Michelle Alexander Just Responded to Bill Clinton
Amanda Girard
April 8, 2016

Prominent law professor, author, and civil rights activist Michelle Alexander isn’t buying Bill Clinton’s “almost” apology for his reaction to protesters yesterday.

On Thursday, the former President of the United States was heckled by Black Lives Matter activists during a campaign rally in Philadelphia, Pennsylvania. The protesters were demonstrating against Clinton’s 1994 crime bill and his 1996 welfare cuts, which protesters said decimated the black community. Clinton responded by doubling down on his wife’s “superpredator” comments, telling the protesters they were defending murderers and drug dealers.

The next day, Clinton said he would “almost want to” apologize for his comments, stopping short of actually apologizing.

Ohio State University law professor Michelle Alexander, author of The New Jim Crow, took the former president to task in a scathing Facebook post on Friday, starting off by thanking Clinton for revealing his true colors.

“Thank you, Bill, for giving the nation a ten-minute tutorial on everything that was wrong (and apparently remains wrong) with the ‘New Democrats’ and their approach to racial politics,” Alexander wrote.

She then went on to talk about how Clinton’s strategy to win the White House was based on a racist appeal to white independent voters by convincing them that he could take even more of a hardline approach to crime than his Republican predecessors — something Clinton and his surrogates in the media argue was supported by the black community.

It is a gross distortion to suggest that black people wanted billions of dollars slashed from child welfare, housing and other public benefits in order to fund an unprecedented prison building boom. It was Bill Clinton’s deliberate political strategy — one he championed along with the “New Democrats” — to appeal to white swing voters by being tougher on struggling black communities than the Republicans had been, ramping up the drug war and gutting welfare.

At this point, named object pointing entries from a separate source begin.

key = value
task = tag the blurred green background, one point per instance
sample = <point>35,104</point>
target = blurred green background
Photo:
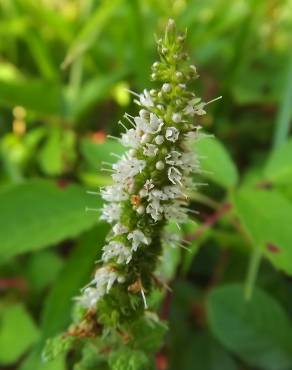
<point>65,66</point>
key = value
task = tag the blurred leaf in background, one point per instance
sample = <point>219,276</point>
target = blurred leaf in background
<point>65,70</point>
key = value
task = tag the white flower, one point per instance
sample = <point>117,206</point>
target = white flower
<point>176,117</point>
<point>127,167</point>
<point>190,163</point>
<point>105,278</point>
<point>130,138</point>
<point>150,150</point>
<point>120,229</point>
<point>195,107</point>
<point>159,165</point>
<point>116,250</point>
<point>174,175</point>
<point>110,212</point>
<point>174,158</point>
<point>90,296</point>
<point>172,192</point>
<point>113,193</point>
<point>148,185</point>
<point>138,238</point>
<point>172,134</point>
<point>159,139</point>
<point>155,124</point>
<point>155,209</point>
<point>174,211</point>
<point>145,99</point>
<point>166,87</point>
<point>157,194</point>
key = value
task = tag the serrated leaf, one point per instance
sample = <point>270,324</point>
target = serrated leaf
<point>126,359</point>
<point>258,331</point>
<point>42,269</point>
<point>217,162</point>
<point>38,213</point>
<point>17,333</point>
<point>265,215</point>
<point>279,166</point>
<point>80,265</point>
<point>38,96</point>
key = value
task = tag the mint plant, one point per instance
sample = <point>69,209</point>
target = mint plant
<point>151,183</point>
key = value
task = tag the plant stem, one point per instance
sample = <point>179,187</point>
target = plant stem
<point>285,111</point>
<point>252,272</point>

She continued to excoriate Bill Clinton for driving a wedge between the protesters and Clinton supporter U.S. Rep. John Lewis (D-Ga.) by saying, “You can listen to [the protesters], or you can listen to Congressman John Lewis, the last remaining hero of the civil rights movement.”

Alexander pointed out that Rep. Lewis himself was a fierce opponent of Clinton’s endeavor to “reform welfare as we know it.”

That strategy of “getting tough” while at the same time eviscerating the federal social safety net was NOT supported by many of the black politicians he seeks to use as cover. Rep. John Lewis (who Clinton referred to yesterday as the “last remaining hero of the civil rights movement”) fiercely opposed welfare reform, accurately predicting that it would thrust more than a million more kids into severe poverty.

John Lewis said back then: “How can any person of faith, of conscience, vote for a bill that puts a million more kids into poverty? What does it profit a great nation to conquer the world, only to lose its soul?”

Alexander and Lewis are right. As the Huffington Post recently reported, up to 1 million people will soon lose their access to food stamps as a result of Clinton’s 1996 welfare cuts. The law includes provisions that cut food stamps after a certain period of time for unemployed welfare recipients with no dependents.

At the bill’s signing ceremony, Clinton himself even admitted the bill “fails to provide Food Stamp support to childless adults who want to work, but cannot find a job or are not given the opportunity to participate in a work program.”

“These totally unnecessary cuts would increase demand on the nation’s charitable food system at a time when food banks and other hunger-relief groups are stretched to meet sustained high need,” Feeding America CEO Diana Aviv said in a public statement.

At the end of her post, Michelle Alexander congratulated the protesters for “fighting for the soul of the Democratic party and American democracy itself.”